2. We selected the most advanced process-based pollinator abundance model available and calibrated it for bumblebees and solitary bees using survey data collected at 239 sites across Great Britain. We compared three versions of the model: one parameterised using estimates based on expert opinion, one where the parameters are calibrated using a purely data-driven approach and one where we allow the expert opinion estimates to inform the calibration process.

3. All three model versions showed significant agreement with the survey data, demonstrating this model's potential to reliably map pollinator abundance. However, there were significant differences between the nesting/floral attractiveness scores obtained by the two calibration methods and from the original expert opinion scores.

4. Our results highlight a key universal challenge of calibrating spatially-explicit, process-based ecological models. Notably, the desire to reliably represent complex ecological processes in finely mapped landscapes necessarily generates a large number of parameters, which are challenging to calibrate with ecological and geographical data that is often noisy, biased, asynchronous and sometimes inaccurate. Purely data-driven calibration can therefore result in unrealistic parameter values, despite appearing to improve model-data agreement over initial expert opinion estimates. We therefore advocate a combined approach where data-driven calibration and expert opinion are integrated into an iterative Delphi-like process, which simultaneously combines model calibration and credibility assessment. This may provide the best opportunity to obtain realistic parameter estimates and reliable model predictions for ecological systems with expert knowledge gaps and patchy ecological data.

Methods

TransectSurveyData.csv

This file consists of counts of bees observed along walked transects conducted between 2011 and 2016 at 239 sites across Great Britain. It is a processed composite dataset derived from multiple studies. The references for these original studies are listed in Table S1 of the supplementary material of Gardner et al. (2020; the publication in 'Methods in Ecology and Evolution' associated with this dataset) and section 2.1 in the main text of that publication details how the original observational data from those studies was processed to obtain this composite dataset.

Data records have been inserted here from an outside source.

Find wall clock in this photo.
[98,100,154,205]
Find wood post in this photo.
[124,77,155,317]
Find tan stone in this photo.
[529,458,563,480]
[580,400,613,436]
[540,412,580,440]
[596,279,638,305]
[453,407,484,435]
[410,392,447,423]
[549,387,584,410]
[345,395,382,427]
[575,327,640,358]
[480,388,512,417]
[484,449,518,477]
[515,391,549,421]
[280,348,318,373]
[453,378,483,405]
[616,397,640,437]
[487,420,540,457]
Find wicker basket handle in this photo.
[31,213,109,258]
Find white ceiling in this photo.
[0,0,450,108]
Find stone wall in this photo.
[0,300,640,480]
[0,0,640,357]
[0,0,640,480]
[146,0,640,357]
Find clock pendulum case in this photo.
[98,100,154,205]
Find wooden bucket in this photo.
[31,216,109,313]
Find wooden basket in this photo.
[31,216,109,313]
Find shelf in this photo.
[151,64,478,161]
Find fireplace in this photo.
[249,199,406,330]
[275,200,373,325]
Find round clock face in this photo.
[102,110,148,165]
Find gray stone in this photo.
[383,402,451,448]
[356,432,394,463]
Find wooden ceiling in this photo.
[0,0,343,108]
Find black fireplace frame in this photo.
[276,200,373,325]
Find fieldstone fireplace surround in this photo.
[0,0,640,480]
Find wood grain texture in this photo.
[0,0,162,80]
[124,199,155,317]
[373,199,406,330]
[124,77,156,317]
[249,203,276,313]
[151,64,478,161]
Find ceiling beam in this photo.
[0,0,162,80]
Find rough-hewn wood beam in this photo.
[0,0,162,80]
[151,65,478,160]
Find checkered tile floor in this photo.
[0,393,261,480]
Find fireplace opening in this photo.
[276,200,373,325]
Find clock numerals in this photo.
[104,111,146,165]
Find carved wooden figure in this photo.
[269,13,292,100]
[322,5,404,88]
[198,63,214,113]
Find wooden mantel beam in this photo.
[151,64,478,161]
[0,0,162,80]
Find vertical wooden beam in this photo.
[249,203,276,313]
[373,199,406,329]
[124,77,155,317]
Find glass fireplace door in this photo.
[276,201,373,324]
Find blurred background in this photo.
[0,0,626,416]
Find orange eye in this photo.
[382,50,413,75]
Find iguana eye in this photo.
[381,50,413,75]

Briefly, where multiple transects were walked on a given site survey, we report the total transect length and total number of bees observed, where the bees are separated into four guilds (ground nesting bumblebees, tree nesting bumblebee, ground nesting solitary bees, cavity nesting solitary bees) according to the nesting preference of the species recorded (see Gardner et al. 2020 for details).

 

Model parameter csvs (attract.csv; av.csv; distances.csv; floralCover.csv; growth.csv; lfn.csv; poll_names.csv)

These files contain the model parameter values used to run the process-based pollinator model used in Gardner et al. (2020). The model itself is publicly available at https://github.com/yclough/ecodeal and is derived from Haussler et al. (2017) and Lonsdorf et al. (2009). See Gardner et al. (2020) for details of how these parameter values are derived and reference sources for their values. The parameter values contained in the files 'attract.csv' and 'floralCover.csv' are the values derived from the expert opinion questionnaire (nmax=10, see Gardner et al. 2020 for details).

Usage Notes

TransectSurveyData.csv

We strongly recommend using the original source datasets (see Gardner et al. 2020 for references), rather than our processed composite dataset, since these are far more detailed, not amalgamated to survey-level totals, generally include higher taxonomic resolution and often include ancillary data on survey weather conditions etc.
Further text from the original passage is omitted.